Pemerintah telah mengeluarkan keputusan untuk tidak memulangkan WNI mantan kombatan ISIS. PBNU minta pemerintah gencarkan gerakan deradikalisasi, sementara Komnas HAM pertanyakan penegakan hukum kepada WNI eks ISIS.

https://p.dw.com/p/3XdZe
Perempuan Suriah
Ilustrasi: Perempuan Suriah membawa anaknya menghindari wilayah Baghouz, Suriah bagian timur, yang tengah diserang pasukan ISIS (12/2/2019).Foto: AFP/D. Souleiman

Pemerintah dengan tegas menyatakan tidak akan memulangkan WNI eks ISIS. Menteri Koordinator Bidang Politik, Hukum, dan Keamanan (Menkopolhukam) Mahfud MD menyebut pemerintah masih mempertimbangkan memulangkan anak-anak di bawah umur yang orang tuanya terlibat jaringan teroris. Namun itu perlu dilihat secara mendalam.

"Ya kalau ada yang ini silakan aja lapor. Ini ndak ada. Hanya ada laporan dari pihak luar, bukan dari Indonesia. Indonesia sendiri sudah cari ke sana sumbernya juga tidak langsung pernah ketemu orangnya," Kata Mahfud di kantornya, Jalan Medan Merdeka Barat, Jakarta Pusat, Rabu (12/02).

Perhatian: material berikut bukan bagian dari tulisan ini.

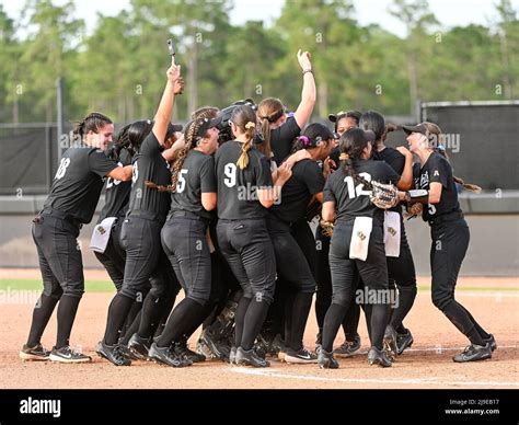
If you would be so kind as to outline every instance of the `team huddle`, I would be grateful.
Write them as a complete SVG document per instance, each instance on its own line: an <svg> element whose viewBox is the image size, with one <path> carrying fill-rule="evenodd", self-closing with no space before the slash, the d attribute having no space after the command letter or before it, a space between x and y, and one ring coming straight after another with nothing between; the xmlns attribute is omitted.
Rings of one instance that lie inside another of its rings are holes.
<svg viewBox="0 0 519 425"><path fill-rule="evenodd" d="M185 127L173 125L184 81L172 59L153 120L131 123L114 140L103 114L77 124L81 142L64 152L33 220L44 290L22 359L91 361L69 340L84 292L77 238L103 186L90 248L116 294L95 351L116 366L217 358L268 367L277 357L335 369L336 357L360 351L360 310L368 363L391 366L414 342L404 326L417 291L404 217L417 215L431 229L432 302L471 343L453 360L492 357L494 336L454 299L470 240L457 185L477 186L452 174L440 128L404 126L408 148L393 149L384 142L395 127L374 111L330 115L334 131L309 124L310 54L299 51L298 61L295 113L268 97L205 106ZM315 352L303 344L314 294ZM56 306L57 341L47 351L41 338ZM334 349L341 326L345 340Z"/></svg>

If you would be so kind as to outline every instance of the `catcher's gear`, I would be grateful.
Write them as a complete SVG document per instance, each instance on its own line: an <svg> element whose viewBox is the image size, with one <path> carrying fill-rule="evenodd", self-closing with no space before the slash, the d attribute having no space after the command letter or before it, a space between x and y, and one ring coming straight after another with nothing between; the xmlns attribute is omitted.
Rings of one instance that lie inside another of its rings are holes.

Mahfud mengungkapkan baru saja menerima laporan bahwa ada ibu-ibu dan anak-anak berada di Turki. Namun mereka tidak memiliki identitas apapun termasuk paspor.

"Tadi ada laporan dari Turki ada ibu-ibu semua anak-anak sekian. Berapa ya, lima atau berapa tapi ndak ada paspor ndak ada apa," ungkapnya.

Mahfud menegaskan pemerintah tidak akan memulangkan teroris ke tanah air. Hal itu disebutnya hanya akan membahayakan warga lain yang berada di Indonesia.

Tak dipulangkan, tetap dimonitor

Kantor Staf Kepresidenan (KSP) mengungkapkan pemerintah tetap mengumpulkan data para WNI eks ISIS meski telah memutuskan tidak akan memulangkannya. Para WNI eks ISIS ini tetap diawasi guna memastikan mereka bukan ancaman terhadap keamanan nasional.

"Pemerintah akan menghimpun data yang lebih valid mengenai jumlah dan identitas WNI eks ISIS di Suriah. Prinsipnya, di mana saja WNI eks ISIS harus diawasi guna memastikan mereka bukan ancaman terhadap keamanan nasional," kata Tenaga Ahli Utama Kantor Staf Presiden, Donny Gahral Adian, kepada wartawan, Rabu (12/02).

Donny mengatakan pengumpulan data tersebut juga untuk mengawasi interaksi WNI eks ISIS dengan orang atau kelompok mereka di Indonesia. Dia mengungkapkan pemerintah tak akan tinggal diam dan tetap menjaga keamanan nasional.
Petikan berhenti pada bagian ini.